Iraq, after eight years of occupation by American troops, is
luring US hotel operators and developers betting on growth from business
expansion and an eventual pickup in leisure travel to the war-torn region.
Best Western International Inc plans two hotels under its
Premier brand in Erbil, Iraq’s fourth-largest city and the capital of Iraqi
Kurdistan in the northern part of the country. Marriott International Inc.
expects to operate two properties in the city. Hilton Worldwide, owned by
Blackstone Group, is planning a 200-room Hilton DoubleTree Suites in Erbil.
The hotel companies are following growth in Iraq by
businesses including General Electric Co. and Exxon Mobil Corp. as the US
prepares to withdraw its remaining troops by the end of the year. The Kurdistan
region, in particular, is attractive for hospitality projects because of its
relative safety and decades of neglect under Saddam Hussein’s regime, said
Stephen Lari, principal at New York-based Claremont Group, which is spending
$32m to develop Erbil’s Hilton DoubleTree.
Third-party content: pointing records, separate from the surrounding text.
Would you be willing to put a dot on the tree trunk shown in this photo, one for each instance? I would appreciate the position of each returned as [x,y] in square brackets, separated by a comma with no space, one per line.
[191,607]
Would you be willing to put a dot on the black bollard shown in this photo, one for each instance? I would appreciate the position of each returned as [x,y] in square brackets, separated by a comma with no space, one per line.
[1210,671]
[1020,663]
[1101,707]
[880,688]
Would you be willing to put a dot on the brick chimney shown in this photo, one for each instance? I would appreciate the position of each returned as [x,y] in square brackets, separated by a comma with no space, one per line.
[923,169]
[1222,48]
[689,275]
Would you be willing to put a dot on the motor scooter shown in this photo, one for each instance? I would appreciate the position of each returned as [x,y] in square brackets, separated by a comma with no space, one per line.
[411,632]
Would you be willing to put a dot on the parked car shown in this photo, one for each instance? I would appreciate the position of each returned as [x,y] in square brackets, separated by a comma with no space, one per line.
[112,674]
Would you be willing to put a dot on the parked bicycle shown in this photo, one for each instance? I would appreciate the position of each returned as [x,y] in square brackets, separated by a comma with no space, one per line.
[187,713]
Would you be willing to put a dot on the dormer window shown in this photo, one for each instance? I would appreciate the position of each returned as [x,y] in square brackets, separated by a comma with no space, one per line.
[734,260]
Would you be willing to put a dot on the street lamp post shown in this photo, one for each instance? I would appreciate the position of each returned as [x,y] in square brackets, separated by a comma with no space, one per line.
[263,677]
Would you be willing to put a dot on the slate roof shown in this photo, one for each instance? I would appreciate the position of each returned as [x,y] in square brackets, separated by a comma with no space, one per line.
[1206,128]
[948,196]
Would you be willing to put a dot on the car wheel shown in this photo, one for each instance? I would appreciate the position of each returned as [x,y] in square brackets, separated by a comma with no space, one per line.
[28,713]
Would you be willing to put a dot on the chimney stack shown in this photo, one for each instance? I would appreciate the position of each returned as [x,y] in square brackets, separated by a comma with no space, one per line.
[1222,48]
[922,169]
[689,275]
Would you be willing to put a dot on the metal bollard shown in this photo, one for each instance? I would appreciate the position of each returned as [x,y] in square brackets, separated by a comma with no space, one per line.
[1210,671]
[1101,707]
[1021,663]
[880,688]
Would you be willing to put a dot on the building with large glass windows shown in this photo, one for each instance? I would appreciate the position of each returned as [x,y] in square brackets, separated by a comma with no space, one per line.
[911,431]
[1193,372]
“We were drawn to the region due to its stable and
functioning regional government, a desire for American investment, a safe
security environment, strong economic growth and an ever-more sophisticated and
prosperous populace,” Lari said in an e-mail. It also has “a strong and
favorable investment law, and an enormous pent-up demand for residential and
hospitality development,” he said.
Demand for lodging in Iraq probably will be limited to
business workers as kidnapping and terrorist violence remain concerns. The US
Department of State warns Americans against all but essential travel to the
country given “the dangerous security situation,” according to its website.
“Some regions within Iraq have experienced fewer violent
incidents than others in recent years, in particular the Iraqi Kurdistan
region,” the State Department said in a Sept 13 statement. “However, violence
and threats against US citizens persist and no region should be considered safe
from dangerous conditions.”
A possible lack of fresh water, electricity and
communications systems also can be obstacles to doing business in the country,
said Jan Freitag, senior vice president at Smith Travel Research Inc. Against
this backdrop, US hoteliers may benefit from increased demand from workers
seeking familiar brands, he said.
“Western hotels are
often seen as safe havens from the craziness outside their own four walls,”
said Freitag, based in Hendersonville, Tennessee. “Reporters, oil workers,
diplomats are willing to pay extra to sleep safely, work safely and - as
importantly - eat safe food. If the hotel can deliver, then it makes sense for
them to expand into high-risk areas.”
The State Department has pushed to get more US businesses
into Iraq. Secretary of State Hillary Clinton has mobilized her agency to help
companies like Boeing Co. and PepsiCo Inc. to compete there by focusing on
building economic links, Robert Hormats, the State Department’s under secretary
for Economic Affairs, said in a July interview.